This repo presents series of experiments aimed to compare several Seq2Seq neural architectures and techniques for neural machine translation task.
- BLUE score
- GPU training time per epoch
English-Russian pairs of hotel descriptions.
- Comparison of LSTM and Transformer architectures for machine translation task
- Analysos of influence of pretraining encoder and/or decoder models on language modeling task
- Comparison of WordPunctTokenizer from nltk lib with BPE.
├── config
│ ├── train.yaml
├── data.py
├── dataset
│ ├── data.txt
├── nmt_experiments.ipynb
├── models
│ ├── __init__.py
│ ├── model.py
│ ├── rnn.py
│ ├── transformer.py
├── parser.py
├── predict.py
├── pretrain.py
├── README.md
├── run.py
├── requirements.txt
├── tests
│ ├── __init__.py
├── train.py
└── utils.py
Command line tool allows to run
-
train LSTM based Seq2Seq model:
python run.py train --seq2seq-name Seq2Seq --epochs 25
or Transformer model:
python run.py train --seq2seq-type transformer--epochs 30
or with BPE:
python run.py train --seq2seq-type transformer --bpe --epochs 30
-
pretrain encoder or decore:
python run.py train --enc-type rnn --enc-name PretrainEncoder --epochs 20 pretrain --pretrain-encoder
-
train from pretrained model:
python run.py train --enc-pretrained-filepath rnn_PretrainEncoder.pt --epochs 25
Training parameters are set in the config/train.yaml
and could be replaced by command line arguments
Experiment | BLUE score | GPU training time per epoch |
---|---|---|
LSTM-encoder and LSTM-decoder | 18.5 | 1m 14s |
LSTM-encoder and LSTM-decoder; LSTM-encoder pretrained on LM task on russian language | 20.4 | 1m 19s |
LSTM-encoder and LSTM-decoder; LSTM-decoder pretreined on LM task on english language | 17.8 | 1m 19s |
LSTM-encoder and LSTM-decoder; both LSTM-encoder and LSTM-decoder pretreined on LM task | 17.2 | 1m 19s |
Transformer model with NLTK tokenizer | 28.7 | 50s |
Transformer model with BPE tokenizer | 26.6 | 1m 3s |
Training logs contain examples of generated texts, loss and blue score.
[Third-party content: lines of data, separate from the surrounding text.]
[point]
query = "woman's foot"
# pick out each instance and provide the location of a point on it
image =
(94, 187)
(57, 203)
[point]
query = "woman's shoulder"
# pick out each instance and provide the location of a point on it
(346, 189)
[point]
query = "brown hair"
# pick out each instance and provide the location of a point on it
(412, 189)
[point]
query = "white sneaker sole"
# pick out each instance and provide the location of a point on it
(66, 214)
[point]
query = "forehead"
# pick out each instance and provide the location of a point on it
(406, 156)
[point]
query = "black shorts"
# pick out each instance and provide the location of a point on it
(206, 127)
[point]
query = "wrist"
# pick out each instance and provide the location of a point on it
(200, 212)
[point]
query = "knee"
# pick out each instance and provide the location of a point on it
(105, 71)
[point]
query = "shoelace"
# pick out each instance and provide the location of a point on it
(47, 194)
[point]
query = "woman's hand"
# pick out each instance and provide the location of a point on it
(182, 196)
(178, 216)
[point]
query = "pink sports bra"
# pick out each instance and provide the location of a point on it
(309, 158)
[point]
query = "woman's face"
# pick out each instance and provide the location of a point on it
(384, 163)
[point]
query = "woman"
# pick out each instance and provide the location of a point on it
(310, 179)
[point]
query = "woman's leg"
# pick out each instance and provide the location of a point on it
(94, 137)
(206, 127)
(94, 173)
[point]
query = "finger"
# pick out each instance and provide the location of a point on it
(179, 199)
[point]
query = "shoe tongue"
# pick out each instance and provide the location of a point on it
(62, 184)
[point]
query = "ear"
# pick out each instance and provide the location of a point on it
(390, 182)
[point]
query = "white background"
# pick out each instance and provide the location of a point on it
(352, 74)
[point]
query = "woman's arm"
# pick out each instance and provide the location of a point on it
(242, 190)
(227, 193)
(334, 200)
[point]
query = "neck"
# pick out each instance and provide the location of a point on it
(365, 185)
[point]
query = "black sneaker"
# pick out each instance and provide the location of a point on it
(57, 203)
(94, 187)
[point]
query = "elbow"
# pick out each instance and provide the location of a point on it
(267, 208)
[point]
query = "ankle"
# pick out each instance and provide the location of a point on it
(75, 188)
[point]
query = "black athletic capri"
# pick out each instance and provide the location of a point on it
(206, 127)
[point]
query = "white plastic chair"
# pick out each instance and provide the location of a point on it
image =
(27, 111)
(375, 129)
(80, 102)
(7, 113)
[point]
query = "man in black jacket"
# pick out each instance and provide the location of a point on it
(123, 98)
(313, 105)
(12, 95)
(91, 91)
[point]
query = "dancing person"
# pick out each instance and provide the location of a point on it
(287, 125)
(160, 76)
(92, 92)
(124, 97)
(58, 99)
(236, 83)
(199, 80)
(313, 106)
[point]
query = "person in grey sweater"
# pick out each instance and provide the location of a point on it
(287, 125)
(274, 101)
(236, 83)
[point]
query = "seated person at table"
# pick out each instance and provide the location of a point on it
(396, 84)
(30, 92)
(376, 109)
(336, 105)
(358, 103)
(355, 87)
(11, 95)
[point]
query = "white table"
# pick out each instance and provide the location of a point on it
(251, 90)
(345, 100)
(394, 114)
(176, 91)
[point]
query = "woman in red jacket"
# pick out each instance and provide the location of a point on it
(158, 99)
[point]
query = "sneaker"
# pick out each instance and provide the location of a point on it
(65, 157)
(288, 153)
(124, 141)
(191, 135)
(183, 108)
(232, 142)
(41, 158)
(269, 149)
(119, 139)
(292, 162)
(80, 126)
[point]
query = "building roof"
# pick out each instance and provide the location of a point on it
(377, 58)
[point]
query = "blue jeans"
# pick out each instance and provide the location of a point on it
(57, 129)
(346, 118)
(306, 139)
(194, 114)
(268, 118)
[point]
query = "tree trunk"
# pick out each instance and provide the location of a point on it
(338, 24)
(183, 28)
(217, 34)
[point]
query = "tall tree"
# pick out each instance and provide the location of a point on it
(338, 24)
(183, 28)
All visualizations are done in Tensorboard.
Translation examples with Transformer model with 30 epochs and BPE:
Original sentence | Generated sentence |
---|---|
the osmose spa is the perfect place for a relaxing experience . it features a hammam . | guests can relax in the turkish bath or enjoy a drink at the spa centre . |
a grocery shop is 50 metres from moncherie studio rooms , while the nearest green market is 500 metres away . | the nearest grocery store is 50 metres away . |
easily accessible from all major routes , lodge impresses with personalized service . | all the rooms of the bay ofs bay is a bicycle serviced and the area with all the bay ofs . |
rowing boats , paddle boards and snorkeling equipments are available . | it offers home - cooked meals , as well as the upon request . |
ar tavern backpackers hostel is a 10 - minute walk from finsbury park station and ar f . c ’ s emirates stadium . | naly park is a 10 - minute walk from metro station , where guests can enjoy the stadium and the est health club . |